Run Times - FSU Computer Science

Run Time Analysis
Jordan Snow
Kruskal’s Algorithm
Finds minimum spanning tree
Kruskal’s add edges starting with a forest of trees
Sorts the edges by cost
Adds edges by ascending order of cost
Edge is only added if it connects two different trees
 Cycles are not formed
Finishes with complete tree
Pseudo Code for Kruskal
MST-Kruskal(G, w)
for each vertex v ∈ G.V
sort the edges of G.E into ascending order by cost
for each edge (u, v) ∈ G.E, considered in ascending order:
if Find-Set (u) ≠ Find-Set(v) //vertices not in the same set
A = A ⋃ {(u, v)} //it is ok to add the edge to A
Union(u, v) //union the two trees
return A
Single Linkage
Analysis done in term of Kruskal’s
• Start by placing each point in its own cluster O(V)
• Sort the edges O(E lgE)
• Finding sets and unions O(E)
 We assume the implementation of disjoint-set Union find
with path compression and union by rank
 So O((V+E))α(V))
Total time is O((V+E))α(V)) + O(E lgE)
α(V) = O(lgV) = O(lgE)
Total time reduces to O(E lgE)
Single Linkage
After using Kruskal’s, we start cutting the minimum
spanning tree
We want to cut k-1 longest edges
This results in k clusters
If k =3 , we cut the two longest
Complete Linkage
Start by placing each point in its own cluster O(n)

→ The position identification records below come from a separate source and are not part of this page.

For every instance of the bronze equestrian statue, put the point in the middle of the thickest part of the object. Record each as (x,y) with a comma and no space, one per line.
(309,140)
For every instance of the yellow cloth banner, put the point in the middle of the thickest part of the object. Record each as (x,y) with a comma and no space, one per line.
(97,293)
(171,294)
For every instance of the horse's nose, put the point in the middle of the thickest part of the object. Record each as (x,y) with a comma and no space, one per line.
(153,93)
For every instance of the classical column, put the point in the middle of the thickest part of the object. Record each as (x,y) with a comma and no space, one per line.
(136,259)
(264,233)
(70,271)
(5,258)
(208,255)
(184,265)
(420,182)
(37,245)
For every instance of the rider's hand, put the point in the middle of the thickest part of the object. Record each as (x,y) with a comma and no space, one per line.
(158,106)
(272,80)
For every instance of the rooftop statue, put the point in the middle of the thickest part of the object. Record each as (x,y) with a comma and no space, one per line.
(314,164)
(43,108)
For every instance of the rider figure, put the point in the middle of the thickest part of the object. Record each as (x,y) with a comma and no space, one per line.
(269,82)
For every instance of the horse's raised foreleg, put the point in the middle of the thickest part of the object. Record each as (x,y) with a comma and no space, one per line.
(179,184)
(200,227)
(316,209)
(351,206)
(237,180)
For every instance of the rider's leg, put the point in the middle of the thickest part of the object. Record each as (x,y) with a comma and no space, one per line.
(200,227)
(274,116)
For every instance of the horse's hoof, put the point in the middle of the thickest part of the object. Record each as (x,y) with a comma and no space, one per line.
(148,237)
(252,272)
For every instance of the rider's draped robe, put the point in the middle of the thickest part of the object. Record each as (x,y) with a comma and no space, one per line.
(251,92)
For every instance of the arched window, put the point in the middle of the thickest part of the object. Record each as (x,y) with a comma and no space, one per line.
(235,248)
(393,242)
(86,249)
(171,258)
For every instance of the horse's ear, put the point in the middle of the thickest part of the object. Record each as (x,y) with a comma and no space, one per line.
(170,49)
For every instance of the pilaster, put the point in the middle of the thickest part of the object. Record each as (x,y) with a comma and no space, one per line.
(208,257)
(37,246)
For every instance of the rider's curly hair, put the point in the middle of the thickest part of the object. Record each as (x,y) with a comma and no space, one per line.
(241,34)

Store the distance between each pair of clusters O(n²)
While there are more than k clusters O(n)
Let A,B be the two closest, farthest clusters O(n²)
Add cluster A ⋃ B O(n)
Remove cluster A and B O(n)
Find farthest distance from A ⋃ B to all other clusters O(n²)
Total time comes to O(n³)
Average Linkage
Same analysis applies to average linkage as complete
Average must take all distances and find the average of
those, then compare
Total time is still O(n³)
Lloyd’s Method
Pick k random points O(k)
Until convergence: ?
Assign each point to its closest center O(kn)
Compute the mean of each cluster O(n)
Let these means be the new centers O(k)
In practice, Lloyd’s converges so quickly that the algorithm
is linear in practice
Deterministic Lloyd’s Method
Furthest Centroids:
Pick a random center C1 O(1)
Set C2 as the farthest point from C1 O(n)
Set Ci to have largest minimum distance from any
center already chosen O(kn)
Running time of seeding is O(kn)
Runs same as previous after seeding, linear run time